TUESDAY, May 14 (HealthDay News) -- The prevalence of smokeless tobacco use among young people remained unchanged from 2000 to 2011, with decreases noted in use among younger children and middle school students, according to a research letter published in the May 15 issue of the Journal of the American Medical Association.
Israel T. Agaku, D.M.D., M.P.H., from the Harvard School of Public Health in Boston, and colleagues used data from the 2000 to 2011 National Youth Tobacco Survey for U.S. middle and high school students to examine recent trends in the prevalence of smokeless tobacco use. Samples ranged from 35,828 students in 324 schools in 2000 (response rate, 72.7 percent) to 18,866 students in 178 schools in 2011 (response rate, 84.1 percent).

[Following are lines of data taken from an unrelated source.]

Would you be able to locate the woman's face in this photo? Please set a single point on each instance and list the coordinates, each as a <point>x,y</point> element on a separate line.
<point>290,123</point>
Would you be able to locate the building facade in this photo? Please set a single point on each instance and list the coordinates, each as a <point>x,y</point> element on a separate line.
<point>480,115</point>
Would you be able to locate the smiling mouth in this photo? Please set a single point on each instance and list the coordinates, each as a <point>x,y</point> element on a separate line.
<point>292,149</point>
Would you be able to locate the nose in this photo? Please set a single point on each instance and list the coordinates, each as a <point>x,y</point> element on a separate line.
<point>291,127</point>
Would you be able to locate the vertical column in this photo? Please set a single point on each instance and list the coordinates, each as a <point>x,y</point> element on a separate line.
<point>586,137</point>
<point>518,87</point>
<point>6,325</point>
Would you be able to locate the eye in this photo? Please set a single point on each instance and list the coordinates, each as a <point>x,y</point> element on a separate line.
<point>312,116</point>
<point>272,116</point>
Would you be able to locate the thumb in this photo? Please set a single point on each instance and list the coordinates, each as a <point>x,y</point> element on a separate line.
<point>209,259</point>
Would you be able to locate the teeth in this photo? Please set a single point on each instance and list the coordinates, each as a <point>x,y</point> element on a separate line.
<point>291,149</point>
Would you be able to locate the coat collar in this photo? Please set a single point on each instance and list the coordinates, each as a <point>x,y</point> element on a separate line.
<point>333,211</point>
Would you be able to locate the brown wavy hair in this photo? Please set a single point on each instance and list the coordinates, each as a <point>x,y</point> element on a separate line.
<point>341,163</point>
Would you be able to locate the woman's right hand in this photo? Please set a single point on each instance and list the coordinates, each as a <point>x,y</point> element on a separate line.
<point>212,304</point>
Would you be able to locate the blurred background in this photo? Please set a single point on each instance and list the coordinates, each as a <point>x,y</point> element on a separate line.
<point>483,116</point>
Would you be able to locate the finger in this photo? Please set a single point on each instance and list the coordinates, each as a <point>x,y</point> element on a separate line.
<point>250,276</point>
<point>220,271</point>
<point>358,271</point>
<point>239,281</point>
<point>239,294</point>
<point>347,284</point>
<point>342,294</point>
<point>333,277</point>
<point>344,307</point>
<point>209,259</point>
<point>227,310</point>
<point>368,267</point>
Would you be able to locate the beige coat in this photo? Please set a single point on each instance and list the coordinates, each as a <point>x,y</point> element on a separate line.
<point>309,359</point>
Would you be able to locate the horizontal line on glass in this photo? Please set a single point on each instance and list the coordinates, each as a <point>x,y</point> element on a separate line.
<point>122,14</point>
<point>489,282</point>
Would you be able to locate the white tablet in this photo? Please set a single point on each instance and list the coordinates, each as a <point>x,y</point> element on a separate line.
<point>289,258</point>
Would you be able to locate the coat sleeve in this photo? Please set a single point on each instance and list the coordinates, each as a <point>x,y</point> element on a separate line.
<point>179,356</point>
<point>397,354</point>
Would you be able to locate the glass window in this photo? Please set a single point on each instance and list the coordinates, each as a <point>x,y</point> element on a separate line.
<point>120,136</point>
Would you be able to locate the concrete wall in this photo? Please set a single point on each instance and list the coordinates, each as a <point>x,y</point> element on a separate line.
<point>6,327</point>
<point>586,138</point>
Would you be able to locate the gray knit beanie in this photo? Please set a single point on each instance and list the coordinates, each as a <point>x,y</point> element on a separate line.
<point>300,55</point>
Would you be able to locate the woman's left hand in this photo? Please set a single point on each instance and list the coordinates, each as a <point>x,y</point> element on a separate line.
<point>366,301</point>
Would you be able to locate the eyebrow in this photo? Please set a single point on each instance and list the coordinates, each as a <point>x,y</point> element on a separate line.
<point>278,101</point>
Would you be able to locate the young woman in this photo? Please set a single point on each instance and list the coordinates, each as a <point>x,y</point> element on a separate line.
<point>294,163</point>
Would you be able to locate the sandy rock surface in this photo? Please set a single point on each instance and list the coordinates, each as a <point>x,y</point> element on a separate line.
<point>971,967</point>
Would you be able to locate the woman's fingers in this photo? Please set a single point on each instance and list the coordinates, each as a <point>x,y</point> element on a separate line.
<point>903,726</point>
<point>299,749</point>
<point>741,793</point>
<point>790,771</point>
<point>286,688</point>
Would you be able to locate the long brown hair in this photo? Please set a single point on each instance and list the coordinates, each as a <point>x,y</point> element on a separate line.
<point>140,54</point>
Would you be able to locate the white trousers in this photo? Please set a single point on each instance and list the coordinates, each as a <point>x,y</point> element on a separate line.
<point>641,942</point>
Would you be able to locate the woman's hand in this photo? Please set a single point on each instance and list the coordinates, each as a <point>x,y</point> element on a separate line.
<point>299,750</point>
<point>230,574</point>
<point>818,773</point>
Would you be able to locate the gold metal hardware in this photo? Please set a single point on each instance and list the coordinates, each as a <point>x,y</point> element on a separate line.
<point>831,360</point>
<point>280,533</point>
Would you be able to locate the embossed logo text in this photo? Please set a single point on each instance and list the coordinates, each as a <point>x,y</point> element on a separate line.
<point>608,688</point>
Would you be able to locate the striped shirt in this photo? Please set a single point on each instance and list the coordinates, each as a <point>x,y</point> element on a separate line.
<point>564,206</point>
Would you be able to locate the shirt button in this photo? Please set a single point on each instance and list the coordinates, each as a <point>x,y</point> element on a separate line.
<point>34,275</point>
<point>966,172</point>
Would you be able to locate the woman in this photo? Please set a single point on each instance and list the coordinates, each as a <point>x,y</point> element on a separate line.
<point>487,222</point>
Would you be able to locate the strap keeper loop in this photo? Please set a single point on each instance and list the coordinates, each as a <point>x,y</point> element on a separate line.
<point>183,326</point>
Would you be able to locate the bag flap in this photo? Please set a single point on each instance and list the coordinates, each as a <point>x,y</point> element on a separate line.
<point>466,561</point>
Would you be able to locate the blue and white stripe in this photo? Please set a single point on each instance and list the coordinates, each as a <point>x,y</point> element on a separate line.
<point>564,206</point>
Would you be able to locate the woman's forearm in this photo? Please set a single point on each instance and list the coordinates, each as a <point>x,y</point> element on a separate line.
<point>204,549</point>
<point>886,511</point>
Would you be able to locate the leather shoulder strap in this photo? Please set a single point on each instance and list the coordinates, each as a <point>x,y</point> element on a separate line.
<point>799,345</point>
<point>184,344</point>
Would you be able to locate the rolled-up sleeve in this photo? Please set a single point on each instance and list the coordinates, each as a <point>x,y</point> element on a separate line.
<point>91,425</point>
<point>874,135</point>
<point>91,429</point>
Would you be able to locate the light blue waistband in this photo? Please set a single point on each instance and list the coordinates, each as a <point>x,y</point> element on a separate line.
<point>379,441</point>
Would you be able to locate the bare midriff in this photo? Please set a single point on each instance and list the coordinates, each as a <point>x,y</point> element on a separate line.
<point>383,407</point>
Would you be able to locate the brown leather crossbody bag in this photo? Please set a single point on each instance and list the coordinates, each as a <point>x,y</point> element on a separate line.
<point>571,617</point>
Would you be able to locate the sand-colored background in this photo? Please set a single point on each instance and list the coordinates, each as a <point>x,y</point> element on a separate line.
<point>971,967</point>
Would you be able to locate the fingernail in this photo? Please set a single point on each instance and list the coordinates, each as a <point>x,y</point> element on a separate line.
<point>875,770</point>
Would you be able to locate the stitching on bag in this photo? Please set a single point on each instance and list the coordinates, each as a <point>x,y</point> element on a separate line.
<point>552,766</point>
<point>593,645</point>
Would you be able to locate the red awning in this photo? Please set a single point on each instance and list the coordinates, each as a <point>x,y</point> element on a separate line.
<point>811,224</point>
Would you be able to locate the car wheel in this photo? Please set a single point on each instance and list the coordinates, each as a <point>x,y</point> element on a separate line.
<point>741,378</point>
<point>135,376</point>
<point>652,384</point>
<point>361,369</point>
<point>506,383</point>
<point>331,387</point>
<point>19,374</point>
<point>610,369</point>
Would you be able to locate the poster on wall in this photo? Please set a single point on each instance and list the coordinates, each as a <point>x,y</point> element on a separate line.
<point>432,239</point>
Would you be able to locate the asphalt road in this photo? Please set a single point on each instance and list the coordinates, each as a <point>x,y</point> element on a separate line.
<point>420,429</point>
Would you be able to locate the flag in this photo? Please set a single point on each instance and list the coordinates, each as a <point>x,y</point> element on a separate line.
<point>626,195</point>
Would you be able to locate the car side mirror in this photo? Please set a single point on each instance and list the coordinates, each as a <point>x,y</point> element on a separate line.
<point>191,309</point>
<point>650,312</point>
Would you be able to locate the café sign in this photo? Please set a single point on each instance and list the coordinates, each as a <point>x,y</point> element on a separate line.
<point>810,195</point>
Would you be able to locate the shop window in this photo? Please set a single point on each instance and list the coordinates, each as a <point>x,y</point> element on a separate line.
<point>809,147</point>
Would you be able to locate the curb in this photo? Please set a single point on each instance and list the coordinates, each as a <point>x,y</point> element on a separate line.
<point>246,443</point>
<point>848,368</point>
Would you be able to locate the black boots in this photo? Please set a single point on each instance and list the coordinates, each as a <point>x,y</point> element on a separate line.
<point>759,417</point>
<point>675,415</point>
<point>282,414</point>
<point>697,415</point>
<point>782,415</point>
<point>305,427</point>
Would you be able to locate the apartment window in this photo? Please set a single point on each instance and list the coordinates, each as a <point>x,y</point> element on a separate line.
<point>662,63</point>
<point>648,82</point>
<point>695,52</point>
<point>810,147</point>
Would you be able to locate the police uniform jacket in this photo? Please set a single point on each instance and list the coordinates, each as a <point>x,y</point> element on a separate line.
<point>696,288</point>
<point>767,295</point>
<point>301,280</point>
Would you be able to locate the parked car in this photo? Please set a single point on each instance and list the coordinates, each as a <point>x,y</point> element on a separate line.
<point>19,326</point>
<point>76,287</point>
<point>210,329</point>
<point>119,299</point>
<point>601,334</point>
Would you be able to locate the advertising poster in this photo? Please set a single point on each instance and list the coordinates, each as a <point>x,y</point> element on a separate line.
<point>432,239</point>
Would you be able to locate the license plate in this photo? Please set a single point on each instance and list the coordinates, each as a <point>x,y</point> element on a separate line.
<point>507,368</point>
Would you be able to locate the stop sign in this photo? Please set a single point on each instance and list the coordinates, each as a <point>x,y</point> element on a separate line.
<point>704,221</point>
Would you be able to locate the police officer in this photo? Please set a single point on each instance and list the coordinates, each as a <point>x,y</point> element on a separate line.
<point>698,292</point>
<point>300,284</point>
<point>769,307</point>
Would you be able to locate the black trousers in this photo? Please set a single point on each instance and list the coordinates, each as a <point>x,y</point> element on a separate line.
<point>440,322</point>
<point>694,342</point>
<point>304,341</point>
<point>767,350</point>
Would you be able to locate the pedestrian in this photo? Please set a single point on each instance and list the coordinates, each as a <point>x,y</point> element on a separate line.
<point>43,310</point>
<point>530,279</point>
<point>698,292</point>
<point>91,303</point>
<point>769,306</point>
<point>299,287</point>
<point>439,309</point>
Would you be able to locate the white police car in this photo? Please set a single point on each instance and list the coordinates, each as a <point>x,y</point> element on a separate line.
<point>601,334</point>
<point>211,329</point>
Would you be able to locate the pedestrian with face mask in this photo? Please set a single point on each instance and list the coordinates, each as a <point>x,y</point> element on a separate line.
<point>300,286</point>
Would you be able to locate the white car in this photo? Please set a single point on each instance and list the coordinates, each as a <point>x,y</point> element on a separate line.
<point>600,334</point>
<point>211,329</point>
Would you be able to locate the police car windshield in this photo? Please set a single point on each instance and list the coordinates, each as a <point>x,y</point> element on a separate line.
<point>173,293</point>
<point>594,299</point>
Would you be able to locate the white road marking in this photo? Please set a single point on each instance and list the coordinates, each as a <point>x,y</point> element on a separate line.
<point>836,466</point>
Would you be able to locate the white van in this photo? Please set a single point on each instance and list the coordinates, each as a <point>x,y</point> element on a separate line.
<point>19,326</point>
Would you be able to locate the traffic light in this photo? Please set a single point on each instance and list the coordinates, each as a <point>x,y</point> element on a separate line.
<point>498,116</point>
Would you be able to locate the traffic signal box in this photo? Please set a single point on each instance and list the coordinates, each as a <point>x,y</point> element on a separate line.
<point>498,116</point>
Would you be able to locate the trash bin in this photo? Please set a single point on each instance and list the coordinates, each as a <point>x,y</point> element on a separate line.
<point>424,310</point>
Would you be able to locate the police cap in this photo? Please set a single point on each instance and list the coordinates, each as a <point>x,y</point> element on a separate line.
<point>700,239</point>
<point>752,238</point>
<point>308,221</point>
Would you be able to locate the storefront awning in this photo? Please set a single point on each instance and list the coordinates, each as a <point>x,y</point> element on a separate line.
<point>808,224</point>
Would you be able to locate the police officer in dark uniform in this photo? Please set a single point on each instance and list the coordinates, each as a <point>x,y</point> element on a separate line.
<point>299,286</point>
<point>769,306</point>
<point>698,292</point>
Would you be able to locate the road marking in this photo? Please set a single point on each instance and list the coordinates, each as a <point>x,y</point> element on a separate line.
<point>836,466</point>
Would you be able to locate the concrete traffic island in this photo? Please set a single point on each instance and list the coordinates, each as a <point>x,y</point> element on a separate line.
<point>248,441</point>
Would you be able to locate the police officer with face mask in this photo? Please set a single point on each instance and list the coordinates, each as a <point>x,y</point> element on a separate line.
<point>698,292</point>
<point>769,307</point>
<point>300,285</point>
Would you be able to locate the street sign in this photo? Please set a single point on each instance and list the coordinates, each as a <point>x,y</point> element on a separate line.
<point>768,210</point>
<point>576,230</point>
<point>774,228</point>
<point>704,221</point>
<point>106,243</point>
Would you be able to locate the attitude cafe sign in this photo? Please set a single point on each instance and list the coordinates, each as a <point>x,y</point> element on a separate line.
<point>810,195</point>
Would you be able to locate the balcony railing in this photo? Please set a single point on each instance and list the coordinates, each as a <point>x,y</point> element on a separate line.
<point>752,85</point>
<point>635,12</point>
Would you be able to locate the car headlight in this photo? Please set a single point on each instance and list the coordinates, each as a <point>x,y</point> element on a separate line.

The researchers found that the overall smokeless tobacco prevalence did not change significantly from 2000 (5.3 percent) to 2011 (5.2 percent). For children aged 9 to 11 years and 12 to 14 years, significant downward trends were observed (average annual percentage change [AAPC], − 4.6 and −3.4, respectively). There was an increase in prevalence among those aged 15 to 17 years (AAPC, 0.9). Among middle school students, the prevalence decreased from 2000 through 2011 (AAPC, −4.1), while no significant difference was seen among high school students.
"The prevalence of smokeless tobacco use among U.S. youths did not change between 2000 and 2011 and remained generally low," the authors write.
One author disclosed financial ties to Pfizer.